L'invisible est tissé de voix
L’invisible est tissé de voix, comme la forêt de lianes entre lesquelles passent les chants, les cris, les silences des animaux et des hommes.
Au commencement était l’inarticulé, puis vinrent les rudes premières voix, et le premier récit fut tissé, et la
parole circula de continent à continent, multiple kaléidoscope sonore.
Puis l’homme connut la possession et la dépossession du monde par la parole, car le jour où, pour la première fois, il nomma, il distingua et prit possession de l’objet qu’il avait distingué en le nommant, mais en même temps qu’il nommait le monde, il s’extrayait de ce monde en le posant devant lui, à l’inverse des animaux qui, eux, restaient consubstantiels du monde, et alors l’homme découvrit le doute et aussi le temps qu’il mesura, et il fit connaissance avec l’angoisse.
Alors, il inventa toutes sortes de langues pour exprimer cette angoisse et l’explorer de la façon la plus fouillée possible, au point qu’elle devint, pourtant singulière, un moyen pour les hommes de se rejoindre.
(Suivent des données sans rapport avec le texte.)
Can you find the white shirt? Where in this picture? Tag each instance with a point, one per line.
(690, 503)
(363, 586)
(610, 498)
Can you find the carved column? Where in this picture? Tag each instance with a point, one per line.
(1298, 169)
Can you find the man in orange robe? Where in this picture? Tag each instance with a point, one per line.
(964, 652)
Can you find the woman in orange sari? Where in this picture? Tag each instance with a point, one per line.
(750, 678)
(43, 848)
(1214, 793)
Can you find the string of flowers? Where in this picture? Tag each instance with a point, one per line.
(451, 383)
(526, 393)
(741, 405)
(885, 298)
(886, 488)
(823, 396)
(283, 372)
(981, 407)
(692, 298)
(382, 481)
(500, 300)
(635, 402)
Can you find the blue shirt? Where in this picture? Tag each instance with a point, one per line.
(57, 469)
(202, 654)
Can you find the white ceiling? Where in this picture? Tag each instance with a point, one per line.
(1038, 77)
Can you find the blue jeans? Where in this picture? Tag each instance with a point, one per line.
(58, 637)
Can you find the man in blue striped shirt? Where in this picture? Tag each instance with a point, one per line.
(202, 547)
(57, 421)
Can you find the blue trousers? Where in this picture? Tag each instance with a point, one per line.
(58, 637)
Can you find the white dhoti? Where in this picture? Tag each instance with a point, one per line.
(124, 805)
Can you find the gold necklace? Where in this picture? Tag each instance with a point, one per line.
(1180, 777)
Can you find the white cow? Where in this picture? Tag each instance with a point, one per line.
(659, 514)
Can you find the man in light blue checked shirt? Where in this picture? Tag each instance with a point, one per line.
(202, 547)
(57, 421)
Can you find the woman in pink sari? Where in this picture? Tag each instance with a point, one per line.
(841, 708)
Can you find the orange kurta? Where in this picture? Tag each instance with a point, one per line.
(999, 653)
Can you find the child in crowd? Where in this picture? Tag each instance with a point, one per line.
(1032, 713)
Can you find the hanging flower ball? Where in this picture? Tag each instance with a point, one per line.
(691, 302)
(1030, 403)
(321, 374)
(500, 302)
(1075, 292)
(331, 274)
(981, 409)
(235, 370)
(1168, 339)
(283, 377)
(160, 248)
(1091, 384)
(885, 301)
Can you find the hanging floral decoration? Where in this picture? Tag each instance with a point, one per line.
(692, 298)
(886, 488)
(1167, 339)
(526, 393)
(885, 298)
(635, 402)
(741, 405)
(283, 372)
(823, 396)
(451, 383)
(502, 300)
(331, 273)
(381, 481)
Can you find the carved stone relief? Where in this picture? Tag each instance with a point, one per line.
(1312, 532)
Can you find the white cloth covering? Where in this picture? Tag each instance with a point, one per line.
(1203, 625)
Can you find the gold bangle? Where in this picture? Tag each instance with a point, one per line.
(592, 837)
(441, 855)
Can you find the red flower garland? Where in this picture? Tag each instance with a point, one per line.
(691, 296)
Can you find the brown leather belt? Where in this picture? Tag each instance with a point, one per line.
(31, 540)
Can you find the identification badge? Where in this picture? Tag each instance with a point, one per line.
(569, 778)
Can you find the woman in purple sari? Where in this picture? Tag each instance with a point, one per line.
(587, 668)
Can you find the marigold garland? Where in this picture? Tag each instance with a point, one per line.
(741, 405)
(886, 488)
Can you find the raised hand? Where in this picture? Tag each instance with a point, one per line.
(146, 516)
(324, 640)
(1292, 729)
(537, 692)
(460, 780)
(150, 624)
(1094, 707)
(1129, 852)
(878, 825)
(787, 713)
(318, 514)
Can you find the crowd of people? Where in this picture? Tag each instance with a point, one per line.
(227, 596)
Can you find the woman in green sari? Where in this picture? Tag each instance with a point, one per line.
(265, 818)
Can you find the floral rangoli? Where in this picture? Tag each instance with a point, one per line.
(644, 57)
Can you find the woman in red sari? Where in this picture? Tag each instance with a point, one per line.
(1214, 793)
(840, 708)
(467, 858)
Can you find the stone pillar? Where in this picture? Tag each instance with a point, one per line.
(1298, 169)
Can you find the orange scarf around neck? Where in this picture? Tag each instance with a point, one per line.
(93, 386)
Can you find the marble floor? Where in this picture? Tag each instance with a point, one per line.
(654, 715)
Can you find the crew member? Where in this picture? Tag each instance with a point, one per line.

Ainsi, de rive en rive, par-dessus mers et océans, un chant fut tissé pour endormir la mort, mais la mort
immortelle et infatigable ne connaît pas le sommeil.
Pourtant, comme le chant était beau, et bien qu’il fut inutile, les hommes le conservèrent et continuèrent à le chanter pour eux-mêmes en grattant en cadence leurs plaies. Car, « la vie consiste à se regarder, comme le dit le Kaïdara, nous nous mangeons et nous remangeons et finalement la terre nous mange tous ».